Saturday, June 30, 2012

Who What When Where Whow

  Lascaux? Uh-uh. Altamira? Uh-huh.

Who would disagree with the idea that the more cars you can drive, the easier it will be to drive yet another one? Bueller? Bueller? OK, nobody.

The same is true for languages, especially within language families, such as the Indo-European family (IE). IE languages have so much in common that like cars, the more of them you drive, the easier it is to drive another one. Here's a quick (not the only by any means) example:

Check these basic English interrogative particles: who, what, when, where, why, whow. I add a w to how to clarify that "how" belongs to the family of wh- interrogatives.

I had two profitable years of highschool Spanish, followed by two explosive years of Latin. Latin was the first foreign language where I noticed that like English, the interrogative particles shared a common initial sound, kw: Qui, Quod, Quando, Quo, Quid, etc. Not the same sound as in English, but still nice to know the pattern.

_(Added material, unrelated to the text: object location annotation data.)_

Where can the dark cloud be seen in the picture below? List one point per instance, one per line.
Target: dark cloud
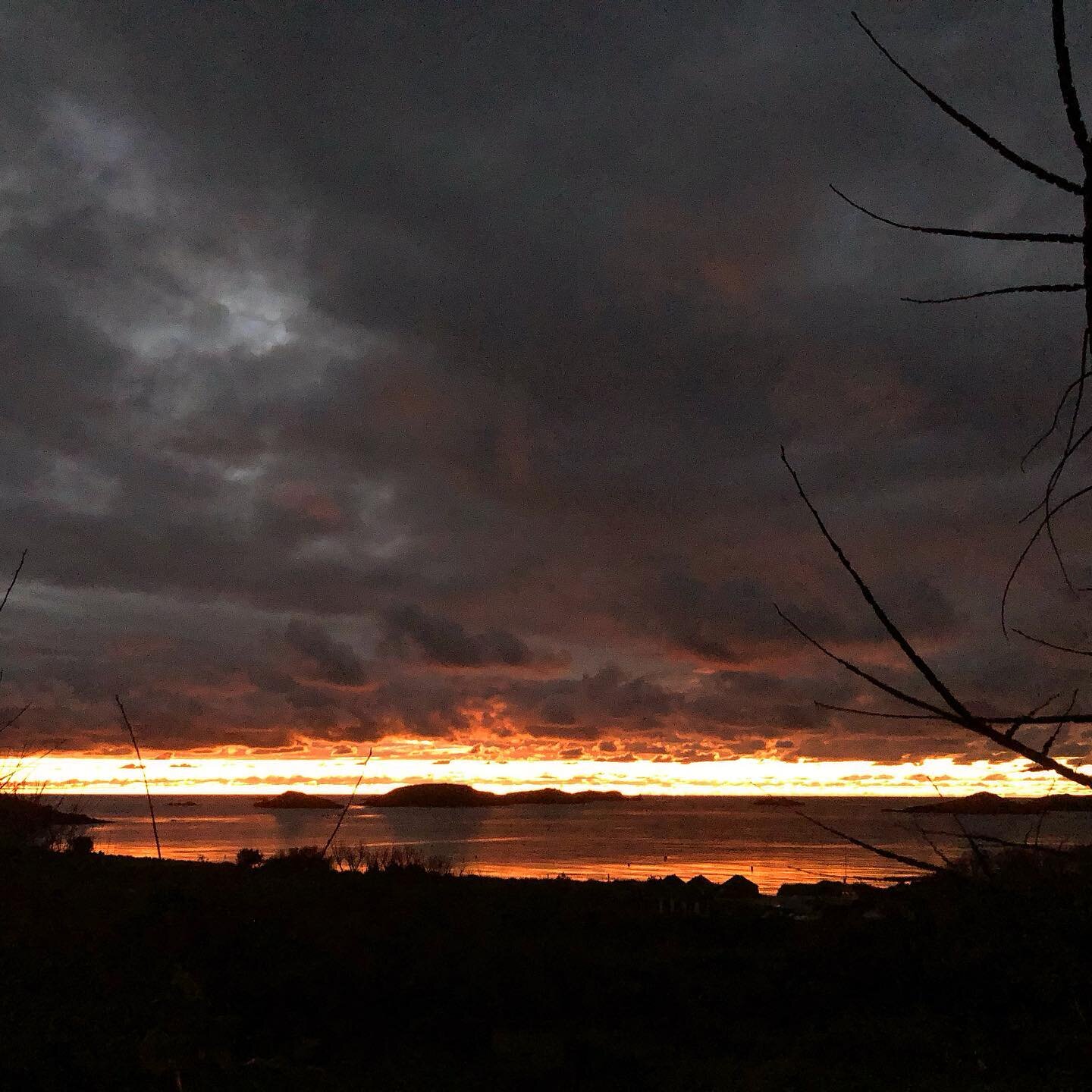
(411, 632)
(335, 661)
(421, 369)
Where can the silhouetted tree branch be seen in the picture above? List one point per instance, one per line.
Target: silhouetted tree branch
(993, 142)
(965, 233)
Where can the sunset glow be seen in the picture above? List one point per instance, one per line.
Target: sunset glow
(240, 774)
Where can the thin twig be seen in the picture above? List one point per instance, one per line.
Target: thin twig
(965, 233)
(8, 724)
(996, 292)
(148, 792)
(960, 714)
(1025, 164)
(879, 851)
(1066, 80)
(19, 568)
(349, 804)
(923, 669)
(1052, 645)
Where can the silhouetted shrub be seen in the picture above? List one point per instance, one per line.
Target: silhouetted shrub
(300, 858)
(248, 858)
(391, 858)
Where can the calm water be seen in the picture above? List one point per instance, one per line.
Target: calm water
(714, 836)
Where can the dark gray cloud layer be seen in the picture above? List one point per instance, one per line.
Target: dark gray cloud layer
(422, 369)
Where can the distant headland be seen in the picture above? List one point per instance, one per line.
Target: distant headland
(990, 804)
(466, 796)
(290, 799)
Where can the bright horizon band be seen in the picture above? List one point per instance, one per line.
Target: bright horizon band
(230, 774)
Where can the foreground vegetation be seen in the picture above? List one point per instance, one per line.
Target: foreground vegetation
(128, 973)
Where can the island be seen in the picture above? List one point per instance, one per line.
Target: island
(466, 796)
(292, 799)
(30, 811)
(990, 804)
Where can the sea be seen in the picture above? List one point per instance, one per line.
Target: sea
(643, 836)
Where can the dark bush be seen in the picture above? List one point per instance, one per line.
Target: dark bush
(248, 858)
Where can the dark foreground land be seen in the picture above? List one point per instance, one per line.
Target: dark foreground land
(123, 973)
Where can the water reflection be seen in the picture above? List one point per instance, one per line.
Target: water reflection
(652, 836)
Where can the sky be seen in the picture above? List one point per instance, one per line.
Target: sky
(412, 378)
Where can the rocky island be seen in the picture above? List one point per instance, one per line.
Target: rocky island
(292, 799)
(466, 796)
(990, 804)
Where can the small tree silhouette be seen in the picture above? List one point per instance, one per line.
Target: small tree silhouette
(942, 704)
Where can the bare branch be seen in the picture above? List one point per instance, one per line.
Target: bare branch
(1051, 513)
(1060, 725)
(1057, 414)
(990, 141)
(148, 792)
(1017, 722)
(923, 669)
(987, 729)
(926, 866)
(879, 715)
(1052, 645)
(996, 292)
(349, 804)
(1066, 80)
(965, 233)
(8, 724)
(19, 568)
(861, 673)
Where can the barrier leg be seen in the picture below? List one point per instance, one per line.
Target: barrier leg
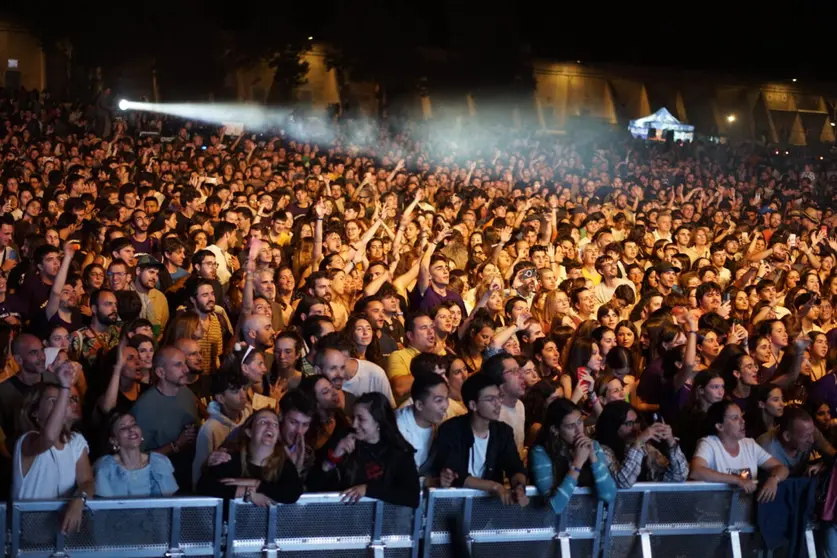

Over the next few decades, due to education, travel, and adoption, I learned some more languages; not fluently, but enough to not need English or gestures to communicate. Because the main benefit of speaking a language is to be able to ask questions, a good learning shortcut (among many) was that any language's interrogatives were all likely to start with the same sound, and it's usually true:

Wer, Was, Wenn, Wo, Warum, Wie, in English's lovely and creative cousin, German.

Qui, Que, Quand, Quoi, Comment, Où, in Latin's daughter, French. Note that comment starts with the same k sound as the q- words. And is short for Latin ubi, which I suppose is itself contracted from an older proto-Latin word starting with q, something like "quobi".

And in Russian: кто/ Kto, что/ Chto, когда/ Kogda, где/ Gdye, куда/ Kuda, как/ Kak. The exceptions in Russian are worth some digression: Kto means who; Chto means what. I'm guessing that distinguishing between people and things created Chto- simply altering the k-sound enough to make a new word. By the way, it's pronounced shto, not chto due to the speed at which the word is said.

Gdye (gd-YEH), where, may be a newer, voiced version of the unvoiced Ktye, an imagined word I'm backfiguring to fit the k- pattern.

These, and many more, Indo-European languages are assumed to spring from a common tongue which left no written record; what Germans call an Ursprache (ur- primeval, original + Sprache, language) My guess is that all of these interrogative particles originate in a single interrogative proto-particle, khuh. Khuh would sound like huh, but with a kh sound like the ch in loch. Here's how over time we get from khuh to the other words:

For some peoples, kh would sharpen to k or kw. Depending on their own aesthetic sense, others would soften kh or kw to wh. From wh, speakers may further soften to h (as in who), or w (even as we do today in saying wite instead of white). W could shift to v as it has done in German. You may think I assume too much, but listen to my Russian-adopted son Michael. When he was first learning English, he could not say 'house'. He said khouse. But 'hospital' was gospital. Why not khospital? Dunno...Russian has its reasons. And 'dinosaur' (dinosawr) was dinosavr.

Now a little digression. You know the intonation for "I don't know" when the note rises on don't and is lower for both I and know: iDUNno. Sometimes we will hum mmmMMMmmm and be understood. Of course without already knowing the English words, the humming won't communicate a thing.

Now you also know what this means: huh?

And huh...they aren't the same.

And this: uh-uh.

And: uh-huh.

Unlike mmmMMMmmm, none of them is based on English; but they can also be hummed or grunted because we know the "words" already. Those sounds aren't words from any language, any Sprache. They don't enjoy the status of "word;" but they're language, and we understand them. My guess is that those sounds are vestiges, living fossils of the oldest human oral communication which predates Proto Indo European. What the Germans might call a Vorursprache, before an original language. Communication so old and basic it's simply nuanced grunting. And huh? would be the root sound from which the word khuh developed.

Maybe the the first word. It'd be just like humans to make their first word a question.